On television, Gerald Hiken was a frequent guest star on Car 54, Where Are You?, a show created by his cousin Nat Hiken. In 1988, Gerald Hiken appeared in two consecutive Cheers episodes. He played the character Dennis, father of executive Martin Teale in season 7, episodes 3 and 4: "Executive Sweet" and "One Happy Chappy in a Snappy Serape".

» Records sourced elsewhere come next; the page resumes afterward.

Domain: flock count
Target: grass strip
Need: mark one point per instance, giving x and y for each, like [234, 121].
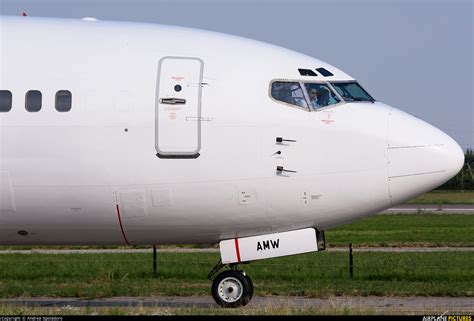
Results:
[184, 274]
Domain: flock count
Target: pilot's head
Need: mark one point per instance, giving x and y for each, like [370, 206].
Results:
[323, 96]
[312, 93]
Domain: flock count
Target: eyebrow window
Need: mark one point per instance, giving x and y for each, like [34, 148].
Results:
[325, 72]
[33, 100]
[63, 100]
[306, 72]
[5, 101]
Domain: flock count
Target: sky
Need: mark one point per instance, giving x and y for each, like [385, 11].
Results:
[415, 55]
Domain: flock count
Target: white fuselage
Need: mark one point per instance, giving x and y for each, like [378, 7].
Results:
[92, 175]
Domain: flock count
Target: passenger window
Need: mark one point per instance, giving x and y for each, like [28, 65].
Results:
[63, 100]
[33, 101]
[320, 95]
[289, 92]
[5, 101]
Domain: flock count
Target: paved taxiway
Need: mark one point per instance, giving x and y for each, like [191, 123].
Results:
[450, 305]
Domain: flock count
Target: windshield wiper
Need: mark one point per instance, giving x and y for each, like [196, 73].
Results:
[360, 99]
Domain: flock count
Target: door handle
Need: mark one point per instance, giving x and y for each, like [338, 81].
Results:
[172, 101]
[281, 140]
[282, 169]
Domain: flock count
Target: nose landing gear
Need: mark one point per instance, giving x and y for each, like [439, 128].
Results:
[231, 288]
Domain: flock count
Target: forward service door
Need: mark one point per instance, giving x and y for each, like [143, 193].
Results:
[178, 107]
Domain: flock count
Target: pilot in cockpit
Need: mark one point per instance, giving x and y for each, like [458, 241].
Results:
[323, 97]
[313, 92]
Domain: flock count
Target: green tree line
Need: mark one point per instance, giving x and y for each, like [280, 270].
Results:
[464, 180]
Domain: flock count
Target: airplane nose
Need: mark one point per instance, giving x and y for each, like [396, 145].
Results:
[420, 157]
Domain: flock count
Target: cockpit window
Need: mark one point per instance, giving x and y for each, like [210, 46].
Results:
[320, 95]
[289, 92]
[352, 91]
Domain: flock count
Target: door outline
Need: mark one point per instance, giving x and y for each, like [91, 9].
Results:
[173, 155]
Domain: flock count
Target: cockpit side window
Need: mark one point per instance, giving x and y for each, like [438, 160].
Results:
[352, 91]
[289, 92]
[320, 95]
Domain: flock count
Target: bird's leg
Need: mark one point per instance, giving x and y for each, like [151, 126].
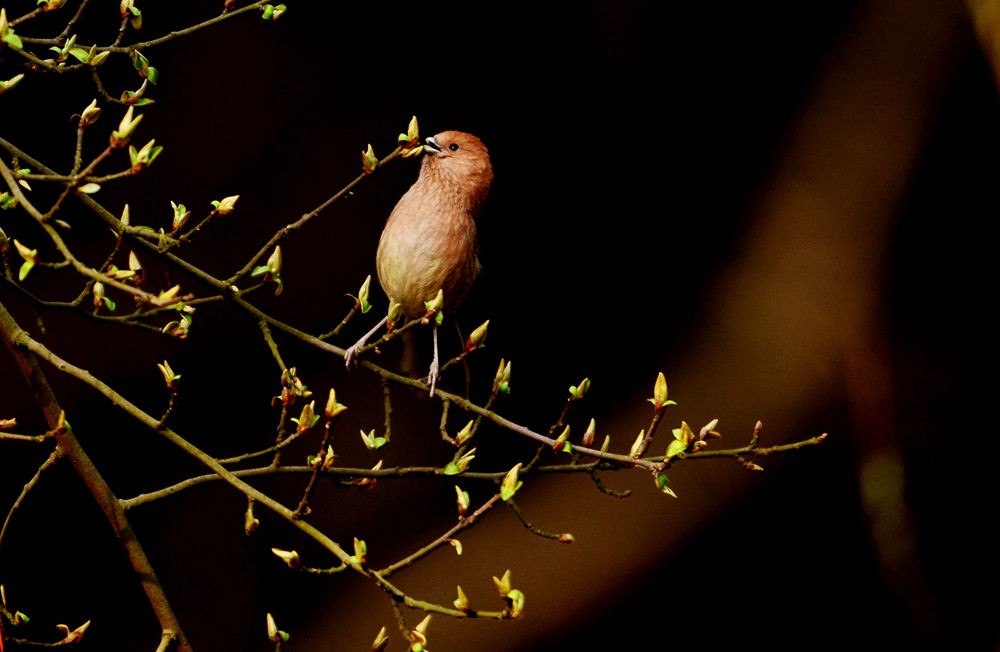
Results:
[357, 346]
[435, 371]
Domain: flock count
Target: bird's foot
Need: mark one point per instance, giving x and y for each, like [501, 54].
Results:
[433, 374]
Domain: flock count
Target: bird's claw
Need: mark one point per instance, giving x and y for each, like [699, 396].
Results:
[433, 374]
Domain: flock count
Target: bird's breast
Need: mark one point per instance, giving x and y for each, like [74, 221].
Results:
[428, 244]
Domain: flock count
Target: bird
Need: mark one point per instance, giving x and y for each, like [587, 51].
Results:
[429, 241]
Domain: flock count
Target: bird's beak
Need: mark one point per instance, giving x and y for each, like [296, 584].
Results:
[432, 145]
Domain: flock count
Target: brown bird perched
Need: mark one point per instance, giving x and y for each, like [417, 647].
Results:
[429, 241]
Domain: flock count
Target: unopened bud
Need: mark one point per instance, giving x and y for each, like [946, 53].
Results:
[588, 436]
[478, 337]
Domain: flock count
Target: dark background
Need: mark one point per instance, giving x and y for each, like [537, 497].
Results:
[647, 156]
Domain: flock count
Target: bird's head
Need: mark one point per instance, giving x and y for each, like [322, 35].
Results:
[461, 158]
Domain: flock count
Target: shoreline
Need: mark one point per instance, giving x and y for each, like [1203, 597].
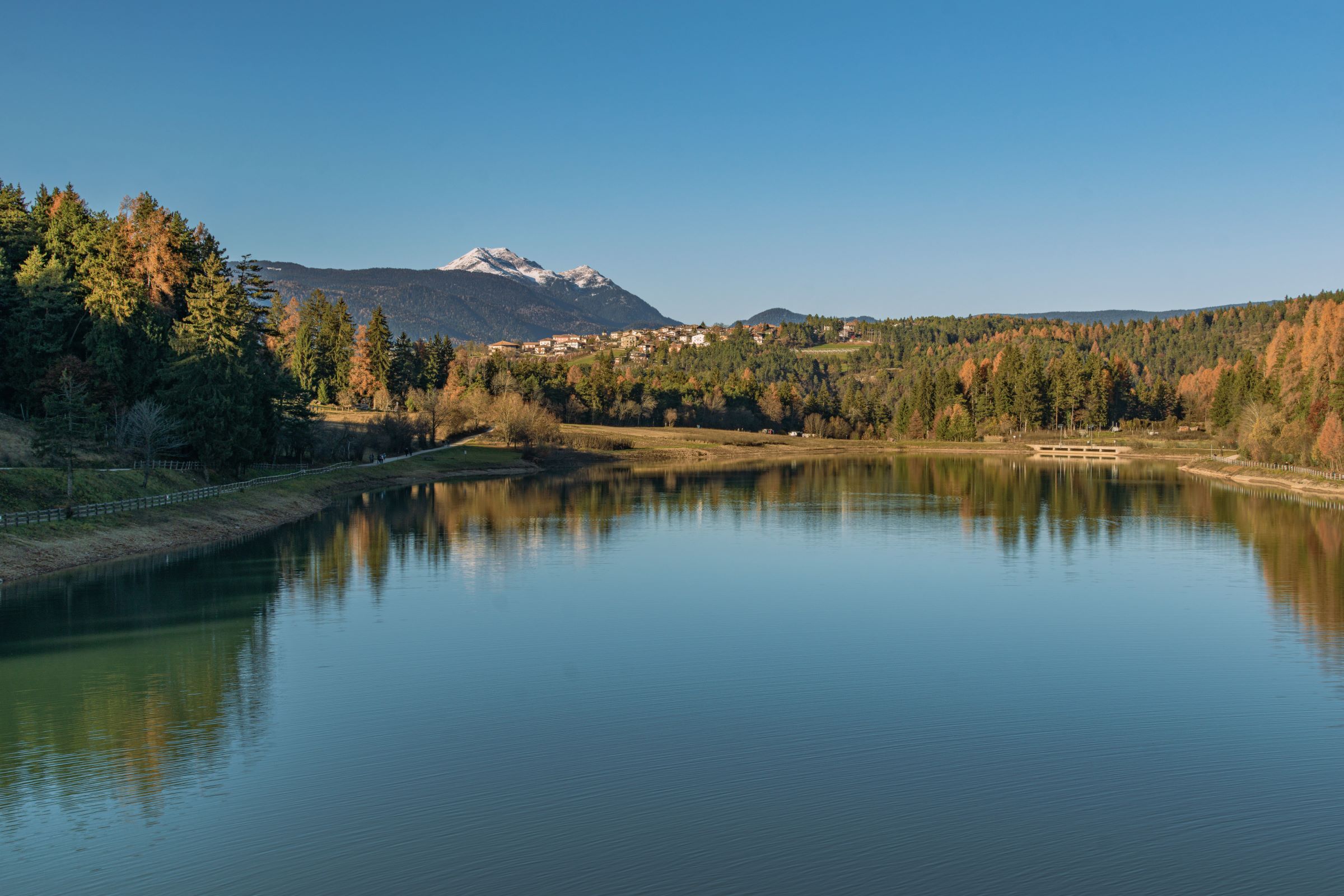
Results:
[1280, 480]
[44, 548]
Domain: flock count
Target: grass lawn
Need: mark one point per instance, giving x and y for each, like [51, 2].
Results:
[834, 348]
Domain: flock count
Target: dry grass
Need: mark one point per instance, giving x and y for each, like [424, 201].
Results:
[15, 442]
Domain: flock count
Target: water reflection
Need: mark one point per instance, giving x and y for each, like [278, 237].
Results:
[127, 683]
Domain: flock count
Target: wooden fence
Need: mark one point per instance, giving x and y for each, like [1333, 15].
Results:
[1304, 470]
[84, 511]
[167, 465]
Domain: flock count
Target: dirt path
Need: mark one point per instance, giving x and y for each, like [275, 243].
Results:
[441, 448]
[1284, 481]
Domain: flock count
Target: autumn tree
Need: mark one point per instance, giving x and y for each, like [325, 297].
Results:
[1329, 442]
[148, 432]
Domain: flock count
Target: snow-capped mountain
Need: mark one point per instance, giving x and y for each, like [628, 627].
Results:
[506, 262]
[486, 295]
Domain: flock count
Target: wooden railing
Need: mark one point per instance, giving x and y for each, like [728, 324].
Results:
[1289, 468]
[84, 511]
[167, 465]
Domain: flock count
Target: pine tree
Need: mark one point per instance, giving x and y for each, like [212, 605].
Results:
[222, 391]
[404, 371]
[72, 425]
[1225, 408]
[380, 347]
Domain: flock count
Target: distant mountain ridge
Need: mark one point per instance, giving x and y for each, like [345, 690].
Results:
[776, 316]
[484, 296]
[1123, 316]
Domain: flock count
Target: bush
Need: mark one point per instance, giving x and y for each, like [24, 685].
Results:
[593, 442]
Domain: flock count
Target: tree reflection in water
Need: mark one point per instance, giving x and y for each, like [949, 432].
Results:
[127, 682]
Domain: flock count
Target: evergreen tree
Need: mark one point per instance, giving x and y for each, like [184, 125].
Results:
[44, 324]
[71, 426]
[222, 386]
[1225, 408]
[405, 366]
[380, 347]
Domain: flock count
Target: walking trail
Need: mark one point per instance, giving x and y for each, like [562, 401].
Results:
[441, 448]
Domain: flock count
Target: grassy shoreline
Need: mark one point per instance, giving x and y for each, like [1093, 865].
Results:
[48, 547]
[1260, 477]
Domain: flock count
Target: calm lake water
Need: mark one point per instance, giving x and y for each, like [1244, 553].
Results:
[894, 675]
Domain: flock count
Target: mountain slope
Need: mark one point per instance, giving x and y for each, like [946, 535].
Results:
[777, 316]
[1123, 316]
[597, 296]
[472, 302]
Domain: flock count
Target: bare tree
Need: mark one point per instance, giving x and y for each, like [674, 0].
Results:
[148, 432]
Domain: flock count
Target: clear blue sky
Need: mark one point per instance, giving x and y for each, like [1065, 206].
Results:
[720, 159]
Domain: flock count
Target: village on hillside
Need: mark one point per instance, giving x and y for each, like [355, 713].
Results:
[642, 343]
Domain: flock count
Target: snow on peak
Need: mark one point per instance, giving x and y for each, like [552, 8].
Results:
[506, 262]
[585, 277]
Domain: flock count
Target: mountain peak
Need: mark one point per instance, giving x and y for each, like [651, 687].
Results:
[503, 262]
[506, 262]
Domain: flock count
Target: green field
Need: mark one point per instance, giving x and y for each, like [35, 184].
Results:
[832, 348]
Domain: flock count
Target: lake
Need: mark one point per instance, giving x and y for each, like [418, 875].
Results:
[866, 675]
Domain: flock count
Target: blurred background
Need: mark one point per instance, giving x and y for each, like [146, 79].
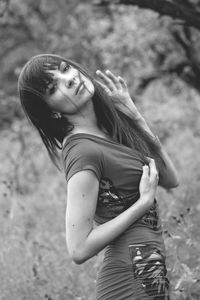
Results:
[159, 57]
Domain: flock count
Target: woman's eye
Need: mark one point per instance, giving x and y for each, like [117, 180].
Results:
[52, 89]
[64, 66]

Hiken died on January 6, 2021, at the age of 93.

==Partial filmography==

| Year | Title | Role | Notes |
|---|---|---|---|
| 1957 | Uncle Vanya | Telegin |  |
| 1958 | The Goddess | George |  |
| 1964 | Invitation to a Gunfighter | Gully |  |
| 1966 | The Three Sisters | Andrei |  |
| 1967 | Funnyman | Mahlon, Director |  |
| 1972 | The Candidate | Station Manager |  |
| 1972 | Fuzz | Painter #2 |  |
| 1975 | Ellery Queen | Alvin Burns |  |
| 1976 | All in the Family | Frank Edwards | S7.E5: "The Unemployment Story: Part 2" |
| 1981 | Reds | Dr. Lorber |  |
| 1982 | Voyagers! | Bill Sikes | S1.E7: "The Day the Rebs Took Lincoln" |
| 1983 | Three's Company | Brody | S8.E3: "The Money Machine" |
| 1985 | War and Love | Reb Shulem |  |
| 1987 | Who's the Boss? | Mr. Crebbin | S4.E4: "A Trip to the Principal" |
| 1989 | Fat Man and Little Boy | Leo Szilard |  |

==Awards and nominations==
Hiken was nominated for the Tony Award for Best Actor in a Play in 1980 for his performance in Strider.